Project AWARE also aims to raise awareness and attention to staff wellness—especially at a time when some teachers are working double shifts in a hybrid school model, teaching both in-person and online classes each day.
The biggest outcome so far, according to Henry and Winchell-Gurski, is a change in perspective on the part of teachers, administrators, counselors and other adults who interact with children.
“Behavior is a form of communication,” Henry says. “It’s [a matter of] shifting that mindset from a punishment model to a trauma-informed model—understanding why the student is exhibiting that behavior.”
Winchell-Gurski, who has also provided ACEs-and-resilience training to Tribal staff, health care workers, day care providers and volunteers, recalls a kindergarten teacher who felt so despondent about one child’s persistent tantrums that she would cry at the end of each work day. Winchell-Gurski visited the classroom, observed the child and helped the teacher figure out that the girl could manage transitions more comfortably if she was given a five-minute heads-up, was able to lean physically on the teacher and had opportunities to hang upside-down in her chair, a posture that can foster relaxation for some children.

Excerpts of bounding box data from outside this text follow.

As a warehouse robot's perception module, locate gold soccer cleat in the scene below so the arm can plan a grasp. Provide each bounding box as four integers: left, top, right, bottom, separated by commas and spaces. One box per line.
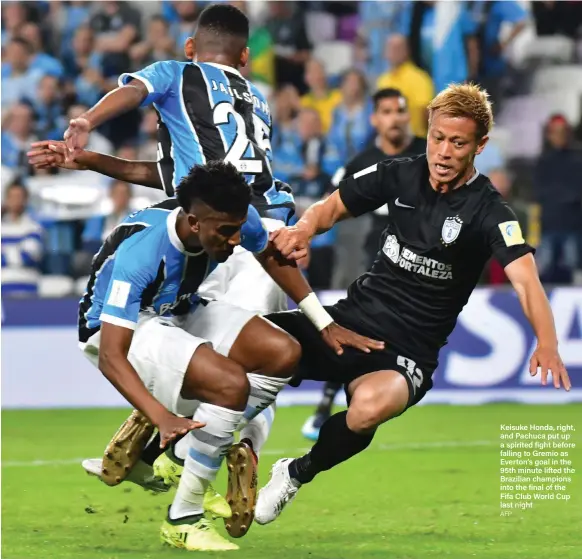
224, 443, 257, 538
101, 410, 154, 485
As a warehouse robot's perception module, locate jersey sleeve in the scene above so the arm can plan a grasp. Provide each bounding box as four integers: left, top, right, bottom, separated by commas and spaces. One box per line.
483, 199, 535, 268
241, 206, 269, 253
119, 60, 176, 107
99, 242, 157, 330
339, 161, 396, 217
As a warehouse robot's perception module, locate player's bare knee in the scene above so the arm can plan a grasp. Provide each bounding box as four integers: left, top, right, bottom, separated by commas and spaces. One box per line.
216, 361, 250, 411
261, 332, 301, 378
346, 398, 385, 434
347, 379, 408, 433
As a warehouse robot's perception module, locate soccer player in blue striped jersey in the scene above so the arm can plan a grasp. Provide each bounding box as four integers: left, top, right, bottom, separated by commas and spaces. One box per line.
79, 161, 388, 551
56, 3, 294, 480
31, 4, 293, 528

While COVID-19 put a halt to in-person planning meetings and large-scale trainings, Project AWARE has continued to provide resources during the pandemic: a Zoom session for families on “parenting during COVID,” developed by a Mt. Pleasant counselor, and a collaborative school-supply distribution in the Shepherd district, with backpacks that included information on mental health and service provider contacts along with pencils and notebooks.
Project AWARE will collect data to gauge its effectiveness—the statistics SAMHSA wants, such as the number of students seen by the schools’ new counselors, as well as measures of student attendance, academic achievement and changes in disciplinary actions.
“The level of collaboration has definitely increased,” says Henry. “But it takes a long time to shift mindsets and school cultures.”
Meantime, the goal is to keep building connections—between teachers and families, between schools and their communities—with the aim of a fully trauma-informed community, says Winchell-Gurski. “Every single person you can share the information with is going to create that ripple effect. Change is slow. That’s okay. Slower change is more likely to hold on and be sustainable.”